The State is correct in its contention that appellant testified that he had in fact been absent without leave from the Army and had fully intended to “straighten out this Army problem.” Though it might be said that his “explanation” for having been AWOL was an attempt to “meet, destroy, or explain” the erroneously admitted “have you heard” evidence and that he testified only to overcome the impact of the prosecutor’s improper questions, cf. Harrison v. United States, 392 U.S. 219, 88 S.Ct. 2008, 20 L.Ed.2d 1047 (1968), this issue can be decided on other independent and adequate grounds.
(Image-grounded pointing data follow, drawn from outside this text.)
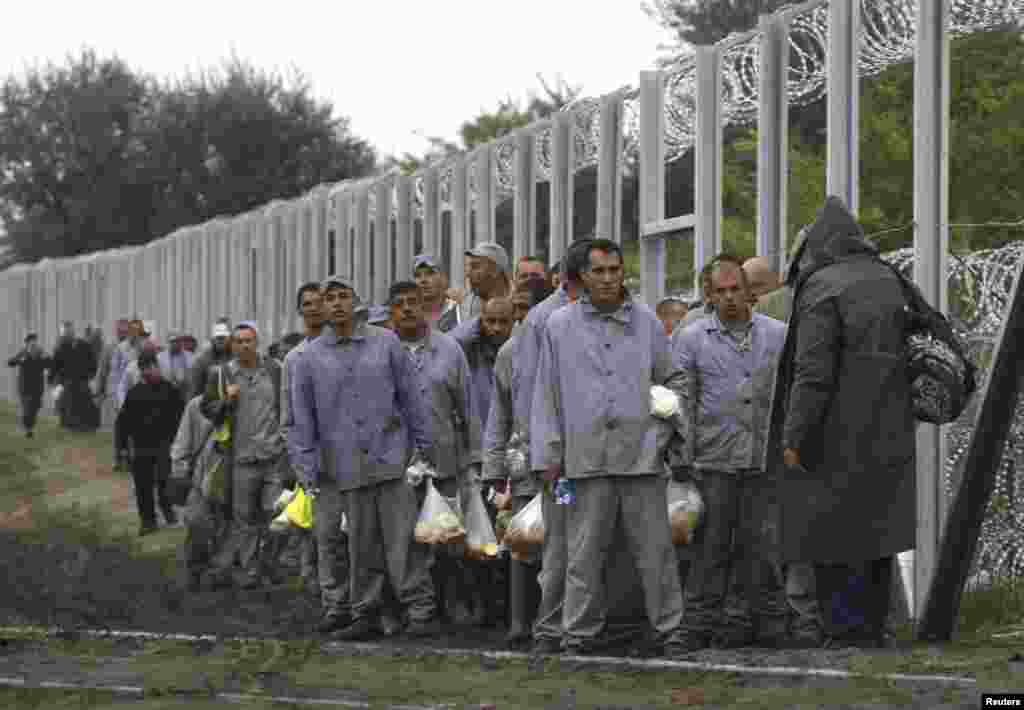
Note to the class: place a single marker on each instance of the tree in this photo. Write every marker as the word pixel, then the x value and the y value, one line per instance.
pixel 706 22
pixel 95 155
pixel 488 126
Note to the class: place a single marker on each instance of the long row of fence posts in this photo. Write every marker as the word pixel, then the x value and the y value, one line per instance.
pixel 251 264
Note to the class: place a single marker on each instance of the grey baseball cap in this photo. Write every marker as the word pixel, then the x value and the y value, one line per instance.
pixel 425 260
pixel 342 282
pixel 493 251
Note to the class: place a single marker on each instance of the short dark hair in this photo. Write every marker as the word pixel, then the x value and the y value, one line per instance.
pixel 400 287
pixel 723 259
pixel 308 286
pixel 608 247
pixel 578 258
One exception to the principles previously discussed is that no waiver will be found where a defendant objects to evidence or testimony not tied directly or indirectly to the elements of the case and then in testifying himself admits those facts to be true. Thomas v. State, 572 S.W.2d 507, 513 (Tex. Cr.App.1978) (on rehearing). This exception is illustrated by the fact situation in Alvarez v. State, 511 S.W.2d 493 (Tex.Cr. App.1973) in which a portion of a confession stating that “I [appellant] always carry a pistol with me because I shot and killed a man in Lubbock not too long ago and I am afraid of his people,” was properly objected to as evidence of an extraneous offense. Because this statement involved an extraneous offense which was not evidence tied to the elements of the case but relevant only to show bad character on the part of the defendant, the Court held that the objection proffered was not waived when the defendant took the stand and, attempting to explain the incident, admitted on direct examination that the statement was true.
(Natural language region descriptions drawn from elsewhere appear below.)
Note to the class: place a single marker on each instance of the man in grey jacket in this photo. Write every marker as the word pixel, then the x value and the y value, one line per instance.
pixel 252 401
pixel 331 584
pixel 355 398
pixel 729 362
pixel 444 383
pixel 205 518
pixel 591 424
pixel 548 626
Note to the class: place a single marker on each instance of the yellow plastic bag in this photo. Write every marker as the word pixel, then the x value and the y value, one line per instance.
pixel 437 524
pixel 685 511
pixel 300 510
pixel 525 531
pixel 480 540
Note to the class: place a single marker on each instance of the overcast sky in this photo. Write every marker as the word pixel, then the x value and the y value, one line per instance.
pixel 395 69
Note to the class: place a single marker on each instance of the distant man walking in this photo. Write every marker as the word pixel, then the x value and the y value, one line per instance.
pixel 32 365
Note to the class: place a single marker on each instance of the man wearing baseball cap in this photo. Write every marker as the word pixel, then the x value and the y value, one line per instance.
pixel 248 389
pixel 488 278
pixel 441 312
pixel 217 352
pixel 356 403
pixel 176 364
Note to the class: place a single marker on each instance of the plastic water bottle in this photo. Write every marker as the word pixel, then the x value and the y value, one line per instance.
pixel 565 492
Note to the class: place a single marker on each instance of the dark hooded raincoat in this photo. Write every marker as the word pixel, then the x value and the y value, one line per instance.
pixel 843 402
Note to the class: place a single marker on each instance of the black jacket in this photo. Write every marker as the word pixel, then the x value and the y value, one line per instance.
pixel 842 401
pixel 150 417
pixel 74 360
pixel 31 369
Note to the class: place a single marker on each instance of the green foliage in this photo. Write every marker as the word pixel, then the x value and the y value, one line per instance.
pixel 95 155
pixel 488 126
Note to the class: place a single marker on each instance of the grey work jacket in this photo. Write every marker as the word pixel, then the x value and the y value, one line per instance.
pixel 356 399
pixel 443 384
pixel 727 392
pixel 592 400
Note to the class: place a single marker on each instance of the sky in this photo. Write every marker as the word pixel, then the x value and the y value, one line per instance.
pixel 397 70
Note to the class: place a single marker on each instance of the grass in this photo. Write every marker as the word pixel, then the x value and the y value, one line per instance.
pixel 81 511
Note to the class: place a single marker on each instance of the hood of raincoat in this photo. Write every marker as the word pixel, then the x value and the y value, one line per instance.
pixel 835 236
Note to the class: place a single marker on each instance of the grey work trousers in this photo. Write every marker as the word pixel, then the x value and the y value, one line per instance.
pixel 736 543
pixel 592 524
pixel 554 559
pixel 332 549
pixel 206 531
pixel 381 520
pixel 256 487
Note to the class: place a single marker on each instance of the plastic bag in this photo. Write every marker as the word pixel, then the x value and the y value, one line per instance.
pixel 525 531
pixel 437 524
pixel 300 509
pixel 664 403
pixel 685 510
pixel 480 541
It is apparent that the reasoning of Alvarez, supra, is applicable to the instant case. The testimony which appellant offered on direct examination regarding his status as AWOL was not tied directly or indirectly to the elements of the case — indeed he had pled guilty before the jury and the State had rested its case — but was instead in the nature of reputation or character evidence, a purely collateral matter. We therefore hold that the error pointed out was not rendered harmless by appellant’s subsequent testimony on direct examination. Thomas v. State, supra; Alvarez v. State, supra.
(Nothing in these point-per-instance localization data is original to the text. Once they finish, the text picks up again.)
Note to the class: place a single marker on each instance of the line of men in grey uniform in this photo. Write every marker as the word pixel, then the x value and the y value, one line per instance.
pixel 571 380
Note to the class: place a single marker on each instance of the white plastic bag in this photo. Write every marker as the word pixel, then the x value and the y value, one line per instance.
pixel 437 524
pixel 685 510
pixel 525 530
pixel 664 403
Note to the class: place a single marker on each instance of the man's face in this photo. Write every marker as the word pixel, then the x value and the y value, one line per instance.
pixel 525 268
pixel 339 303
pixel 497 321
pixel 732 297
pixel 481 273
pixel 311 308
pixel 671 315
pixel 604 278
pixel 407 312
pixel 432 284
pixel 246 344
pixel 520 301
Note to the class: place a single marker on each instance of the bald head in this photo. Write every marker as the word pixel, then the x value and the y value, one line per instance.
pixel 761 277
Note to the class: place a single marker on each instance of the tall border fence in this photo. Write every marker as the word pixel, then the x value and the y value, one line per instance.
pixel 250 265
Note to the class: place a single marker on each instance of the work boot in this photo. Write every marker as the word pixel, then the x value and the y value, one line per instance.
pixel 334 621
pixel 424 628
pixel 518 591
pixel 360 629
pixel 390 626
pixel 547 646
The judgment is reversed and the cause remanded.

Before the Court en banc.

. We also note the doubtful propriety of the subject matter of the questions, pertaining as they do to an alleged offense “peculiar to military law,” Gaines v. State, 481 S.W.2d 835, 837 (Tex.Cr.App.1972), and that otherwise unobjectionable “have you heard” questions, including one concerning being AWOL, were found in Pace v. State, 398 S.W.2d 123, 124 (Tex.Cr. App., on motion for rehearing, 1965) to be “highly prejudicial and tended to deprive appellant of the fair trial that he was entitled to under the Constitution and laws of this State and of the United States.” (All emphasis is supplied throughout by the writer of this opinion unless otherwise indicated.)